Zoroastrianisme tidak menekankan pentingnya konversi.[2] Mereka berusaha mempertahankan agamanya sebagai agama yang khas dalam komunitas mereka.[2] Akan tetapi, mereka tetap membuka peluang bagi siapa saja yang hendak menjadi penganut Zoroastrianisme.[2] Sepanjang abad 20, banyak orang-orang penganut Zoroastrianisme yang menetap di Iran dan India melakukan migrasi ke negara-negara lain.[2] Kini, komunitas Zoroastrianisme dapat ditemukan di kota-kota besar seperti London,New York,Chicago,Boston dan Los Angeles dan telah hidup berbaur dengan komunitas-komunitas beragama lain.[2]

Referensi

  1. ^ a b c d e f g h i j k l m n o p q r s t u v w x y z aa ab ac (Inggris)S.A Nigosian. 1990. World's Faiths. St.Martin's Press. hlm. 81, 87-91.

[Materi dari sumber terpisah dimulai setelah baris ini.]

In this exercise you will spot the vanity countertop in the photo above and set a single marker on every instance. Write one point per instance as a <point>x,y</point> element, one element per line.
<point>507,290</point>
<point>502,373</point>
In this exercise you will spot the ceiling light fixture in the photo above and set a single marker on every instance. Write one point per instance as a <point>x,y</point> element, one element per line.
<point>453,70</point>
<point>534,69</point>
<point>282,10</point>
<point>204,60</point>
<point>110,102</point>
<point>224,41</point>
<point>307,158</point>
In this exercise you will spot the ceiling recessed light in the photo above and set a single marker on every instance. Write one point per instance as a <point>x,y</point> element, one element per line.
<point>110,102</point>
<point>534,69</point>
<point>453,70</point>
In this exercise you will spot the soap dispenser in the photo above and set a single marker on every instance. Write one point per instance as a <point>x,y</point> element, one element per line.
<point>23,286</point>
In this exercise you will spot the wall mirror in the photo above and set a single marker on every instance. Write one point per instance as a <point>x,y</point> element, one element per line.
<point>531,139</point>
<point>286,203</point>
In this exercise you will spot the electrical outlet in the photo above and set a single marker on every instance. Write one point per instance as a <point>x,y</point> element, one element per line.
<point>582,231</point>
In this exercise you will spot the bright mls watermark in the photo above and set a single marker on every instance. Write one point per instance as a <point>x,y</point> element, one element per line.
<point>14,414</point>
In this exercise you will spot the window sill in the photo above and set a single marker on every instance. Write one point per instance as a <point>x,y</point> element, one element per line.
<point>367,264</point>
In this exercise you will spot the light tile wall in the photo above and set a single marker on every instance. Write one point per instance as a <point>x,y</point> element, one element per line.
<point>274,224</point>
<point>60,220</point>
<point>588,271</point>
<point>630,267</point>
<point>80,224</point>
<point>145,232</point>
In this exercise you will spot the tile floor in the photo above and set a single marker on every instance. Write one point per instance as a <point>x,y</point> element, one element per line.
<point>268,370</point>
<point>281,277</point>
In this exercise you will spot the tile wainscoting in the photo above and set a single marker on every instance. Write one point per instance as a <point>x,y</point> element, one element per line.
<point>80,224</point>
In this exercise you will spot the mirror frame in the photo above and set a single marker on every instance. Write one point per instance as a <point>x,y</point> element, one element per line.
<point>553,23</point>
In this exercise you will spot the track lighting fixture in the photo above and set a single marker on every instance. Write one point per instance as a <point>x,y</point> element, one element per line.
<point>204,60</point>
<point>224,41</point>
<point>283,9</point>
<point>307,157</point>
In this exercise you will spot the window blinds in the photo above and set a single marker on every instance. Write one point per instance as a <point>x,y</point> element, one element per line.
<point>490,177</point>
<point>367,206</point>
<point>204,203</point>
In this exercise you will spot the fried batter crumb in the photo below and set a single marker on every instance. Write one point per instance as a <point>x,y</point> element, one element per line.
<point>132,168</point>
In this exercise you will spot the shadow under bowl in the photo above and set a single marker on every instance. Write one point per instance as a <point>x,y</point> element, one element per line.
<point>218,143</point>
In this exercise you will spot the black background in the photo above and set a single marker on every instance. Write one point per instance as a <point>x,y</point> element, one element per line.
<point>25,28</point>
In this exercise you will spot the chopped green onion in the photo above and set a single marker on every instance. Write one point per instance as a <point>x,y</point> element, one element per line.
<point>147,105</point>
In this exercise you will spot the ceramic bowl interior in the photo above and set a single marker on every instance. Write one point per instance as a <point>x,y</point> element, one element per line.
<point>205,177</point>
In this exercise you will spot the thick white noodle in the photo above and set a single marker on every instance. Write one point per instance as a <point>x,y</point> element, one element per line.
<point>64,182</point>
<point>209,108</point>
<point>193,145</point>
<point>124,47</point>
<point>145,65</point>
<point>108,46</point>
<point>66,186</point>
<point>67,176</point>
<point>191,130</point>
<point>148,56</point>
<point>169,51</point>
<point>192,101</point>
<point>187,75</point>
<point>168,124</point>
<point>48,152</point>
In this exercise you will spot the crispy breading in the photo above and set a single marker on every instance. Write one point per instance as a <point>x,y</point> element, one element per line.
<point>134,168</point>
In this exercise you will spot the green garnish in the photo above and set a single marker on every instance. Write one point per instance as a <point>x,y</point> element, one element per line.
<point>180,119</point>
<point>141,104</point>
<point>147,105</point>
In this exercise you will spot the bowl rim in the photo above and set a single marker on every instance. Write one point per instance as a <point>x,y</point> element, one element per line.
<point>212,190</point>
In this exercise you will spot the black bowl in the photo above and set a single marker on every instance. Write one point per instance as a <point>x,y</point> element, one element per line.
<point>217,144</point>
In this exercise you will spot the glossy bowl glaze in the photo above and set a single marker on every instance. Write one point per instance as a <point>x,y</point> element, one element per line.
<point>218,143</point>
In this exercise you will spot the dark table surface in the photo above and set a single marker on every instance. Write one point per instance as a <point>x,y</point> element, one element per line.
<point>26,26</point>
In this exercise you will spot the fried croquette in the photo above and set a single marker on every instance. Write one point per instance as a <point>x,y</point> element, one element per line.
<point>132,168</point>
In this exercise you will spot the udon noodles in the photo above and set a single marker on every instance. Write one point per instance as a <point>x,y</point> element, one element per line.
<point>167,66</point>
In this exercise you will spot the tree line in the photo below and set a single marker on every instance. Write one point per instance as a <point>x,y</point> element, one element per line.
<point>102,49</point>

  2. ^ a b c d e f g h i j k l m n o p q r s t u v (Inggris)Mary Pat Fisher. 1997. An Encyclopedia of The World's Faith Living Religions. Tauris Publisher. Hal. 208-214.
  3. ^ a b c d e f g h i j k l m n o p q r s t u v w x y z aa ab ac ad ae af (Indonesia)H.M Arifin. 1986. Menguak Misteri Ajaran Agama-agama Besar. Golden Trayon. Hlm. 18, 20-24.
  4. ^ (Inggris)Elizabeth Dowling, George Scarlett. 2006. Encyclopedia of Religious aand Spiritual Development. California: Sage Publications. Hlm. 495.
  5. ^ a b c (Indonesia)M.Dhavamony. 1995. Fenomenologi Agama. Jogjakarta: Kanisius. Hlm. 124.
  6. ^ a b c (Inggris)Mary Boyce. 1996. A History of Zoroastrianism. Leiden:E.J Brill. Hlm. 286.
  7. ^ a b c d e f (Inggris)Diane Morgan. 2001. The Best Guide to Eastern Philosophy and Religion. Renaissance Books. Hlm. 301.
  8. ^ a b c (Indonesia)Michael Keene. 2006. Agama-Agama Dunia. Jogjakarta: Kanisius. Hlm. 175.